法律上のトラブル
出典: フリー百科事典『ウィキペディア(Wikipedia)』 (2021/11/13 03:47 UTC 版)
AMDと異なり、サイリックスはライセンス交渉の下、インテルのデザインを製造販売することは無かった。サイリックスの設計は、社内のリバースエンジニアリングによる詳細な解析結果に基づいたものであった。そのため、AMD386と486はインテルの作成した、機械語のソフトが動作したが、サイリックスの設計したものでは完全に動作しない場合もあった。潜在的な競争相手を取り除くために、インテルはサイリックスに対して何年も法的な争いを仕掛けた。その内容はサイリックスの486がインテルの特許を侵害しているというものである(インテルは他社との間のx86系CPUにかかるセカンドソース契約を1998年までに終了した)。 全般的に訴訟はインテルの敗訴で終わった。
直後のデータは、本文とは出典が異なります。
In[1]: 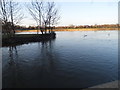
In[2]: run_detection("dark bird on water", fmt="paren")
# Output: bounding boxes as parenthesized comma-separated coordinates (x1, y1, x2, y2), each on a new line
(84, 35, 87, 37)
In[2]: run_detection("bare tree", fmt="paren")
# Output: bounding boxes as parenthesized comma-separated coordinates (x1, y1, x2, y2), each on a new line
(27, 0, 43, 34)
(8, 0, 24, 35)
(42, 2, 60, 34)
(48, 2, 60, 33)
(0, 0, 8, 23)
(27, 0, 60, 34)
(0, 0, 10, 34)
(0, 0, 23, 35)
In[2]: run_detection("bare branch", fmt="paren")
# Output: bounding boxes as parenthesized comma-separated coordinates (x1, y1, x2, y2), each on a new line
(26, 0, 43, 34)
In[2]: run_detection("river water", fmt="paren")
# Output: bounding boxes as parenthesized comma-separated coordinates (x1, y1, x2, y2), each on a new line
(2, 30, 118, 88)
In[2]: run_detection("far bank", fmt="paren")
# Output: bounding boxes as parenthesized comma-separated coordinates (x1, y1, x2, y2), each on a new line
(16, 28, 118, 33)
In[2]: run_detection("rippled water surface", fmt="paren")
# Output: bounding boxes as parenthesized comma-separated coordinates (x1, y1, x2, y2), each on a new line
(2, 30, 118, 88)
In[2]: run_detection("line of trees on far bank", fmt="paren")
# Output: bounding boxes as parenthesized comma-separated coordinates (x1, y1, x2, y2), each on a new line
(56, 24, 119, 29)
(15, 24, 118, 30)
(0, 0, 60, 36)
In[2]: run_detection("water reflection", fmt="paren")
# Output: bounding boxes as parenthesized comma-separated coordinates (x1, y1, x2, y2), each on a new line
(108, 33, 110, 36)
(8, 46, 18, 65)
(2, 31, 118, 88)
(38, 39, 57, 73)
(2, 46, 20, 88)
(3, 38, 59, 88)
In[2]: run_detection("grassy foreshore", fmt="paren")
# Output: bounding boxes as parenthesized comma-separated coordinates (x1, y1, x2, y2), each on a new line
(16, 28, 118, 33)
(2, 33, 56, 47)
しかし、最終的な決着は法廷の外で行われた。インテルは、サイリックスが独自に開発したx86系CPUを、インテルのライセンスを既に所有しているどのファウンダリーでも製造することができる権利に同意した。両者ともこれにより以下のものを得た。サイリックスは、自分たちのCPUをテキサス・インスルメンツや、SGSトムソン、IBM(この時、この3社ともインテルとのクロスライセンスを所有していた)で製造を続けることができたし、インテルは潜在的な金銭的損失を避けた。 続く1997年の訴訟ではインテルがサイリックスの互換チップは自社特許を侵害していると訴えるのに対し、サイリックスはPentium ProとPentium IIが自社の特許―特に、パワー・マネージメントとレジスタ・リネーミング技術―を侵害していると訴えた。この状況は長引くと予想されていたが、結局法廷外で決着した。実際、クロスライセンスによって、非常に簡単に決着した。これにより、インテルとサイリックスはお互いの特許を自由に使用することができた。この中ではPentium Proがサイリックスの特許を侵害しているかどうかについては言及しなかった。単に、インテルにそれらのCPUを続けて使用できる様に許可しただけだった。―正確には、その前の決着のように、サイリックスの486がインテルの特許を侵しているというインテルのクレームを避けただけだった。